Considering the rationale nature of Rowley’s statements, the repeated queries which he initially rebuffed about anti-crime consultations with UNC would have afforded a political lifeline, had he given positive reply earlier than eventually conceding “at an appropriate time maybe...”
After the UNC “wined” all over the consultation issue, positive reply would have brought some balance to the play, providing tangible (leadership) movement on aspects of T&T’s key burning issue on which people want action. Correctly—from both sides.
The hopelessness Rowley was warned of on Tuesday is real. Even Monday’s “ram” PNM fete can’t detract from that.
Opposition Leader Kamla Persad-Bissessar should have also said recently, if the detailed information she’s given on causes of crime—Colombian cartels working with T&T gangs/businesspeople regarding drugs and guns—was shared with authorities, if her administration knew of/did anything on the problems she said were “left to fester for years”, and if, with that deep knowledge, she’ll support relief measures for citizens—beyond politically weaponising crime as election vehicle towards Whitehall.
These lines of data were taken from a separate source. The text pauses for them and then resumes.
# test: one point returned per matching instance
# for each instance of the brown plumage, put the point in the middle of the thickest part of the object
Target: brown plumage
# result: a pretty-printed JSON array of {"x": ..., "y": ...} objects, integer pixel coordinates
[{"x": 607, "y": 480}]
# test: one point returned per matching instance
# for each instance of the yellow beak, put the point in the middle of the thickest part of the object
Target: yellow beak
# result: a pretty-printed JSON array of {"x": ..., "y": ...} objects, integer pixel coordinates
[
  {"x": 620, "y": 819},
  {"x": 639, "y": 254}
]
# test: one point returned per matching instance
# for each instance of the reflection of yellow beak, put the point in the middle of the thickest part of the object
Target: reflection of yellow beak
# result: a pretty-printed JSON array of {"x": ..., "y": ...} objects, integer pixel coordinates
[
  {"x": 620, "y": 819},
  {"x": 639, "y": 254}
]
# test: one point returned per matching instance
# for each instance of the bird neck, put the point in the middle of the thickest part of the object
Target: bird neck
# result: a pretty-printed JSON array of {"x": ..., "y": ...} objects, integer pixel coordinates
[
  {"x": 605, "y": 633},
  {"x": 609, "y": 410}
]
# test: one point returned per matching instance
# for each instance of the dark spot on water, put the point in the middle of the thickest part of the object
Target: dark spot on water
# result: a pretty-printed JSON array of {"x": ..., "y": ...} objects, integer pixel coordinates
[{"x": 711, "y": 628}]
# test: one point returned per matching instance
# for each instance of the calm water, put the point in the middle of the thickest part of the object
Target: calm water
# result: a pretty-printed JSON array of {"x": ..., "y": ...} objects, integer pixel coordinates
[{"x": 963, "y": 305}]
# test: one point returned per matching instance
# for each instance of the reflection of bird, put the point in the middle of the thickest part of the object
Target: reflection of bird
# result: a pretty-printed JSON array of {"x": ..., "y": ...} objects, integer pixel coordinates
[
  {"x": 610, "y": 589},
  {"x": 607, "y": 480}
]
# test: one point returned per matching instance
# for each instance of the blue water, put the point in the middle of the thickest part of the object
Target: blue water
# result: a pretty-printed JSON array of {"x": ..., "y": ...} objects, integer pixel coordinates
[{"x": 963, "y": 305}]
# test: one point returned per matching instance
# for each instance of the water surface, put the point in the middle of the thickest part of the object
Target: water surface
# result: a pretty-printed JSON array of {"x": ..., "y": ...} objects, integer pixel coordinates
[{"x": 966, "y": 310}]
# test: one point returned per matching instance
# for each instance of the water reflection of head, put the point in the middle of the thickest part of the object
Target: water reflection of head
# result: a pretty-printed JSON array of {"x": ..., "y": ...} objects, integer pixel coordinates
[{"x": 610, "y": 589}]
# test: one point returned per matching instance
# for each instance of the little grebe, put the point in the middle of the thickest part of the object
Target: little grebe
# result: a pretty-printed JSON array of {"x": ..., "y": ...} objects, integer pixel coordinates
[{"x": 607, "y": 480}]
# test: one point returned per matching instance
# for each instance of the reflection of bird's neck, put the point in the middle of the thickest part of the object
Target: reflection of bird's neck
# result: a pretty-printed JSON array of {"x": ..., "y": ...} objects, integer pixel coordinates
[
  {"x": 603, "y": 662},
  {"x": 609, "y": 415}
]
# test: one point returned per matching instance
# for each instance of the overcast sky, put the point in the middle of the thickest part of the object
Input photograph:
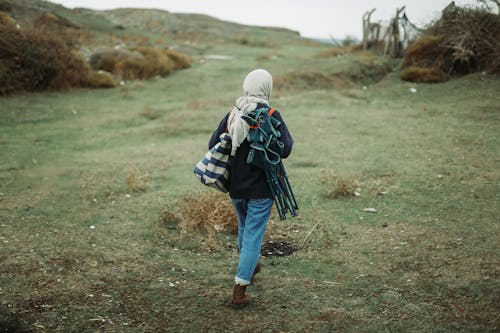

The UNC will be held firmly to deputy leader Roodal Moonilal’s promise that it’ll solve the crime problem in six months. Moonilal’s views last Sunday against the PolSC—and by extension their nomination of the DCPs—has set the stage regarding those DCPs and to neutralise the PolSC’s judgement.
With post-Carnival “fire” ahead, Parliamentarians may wish to stand as strong as Bunji, be as much a trouper as Patrice and be able to wine back on political blows as energetically as masqueraders are doing—hereon.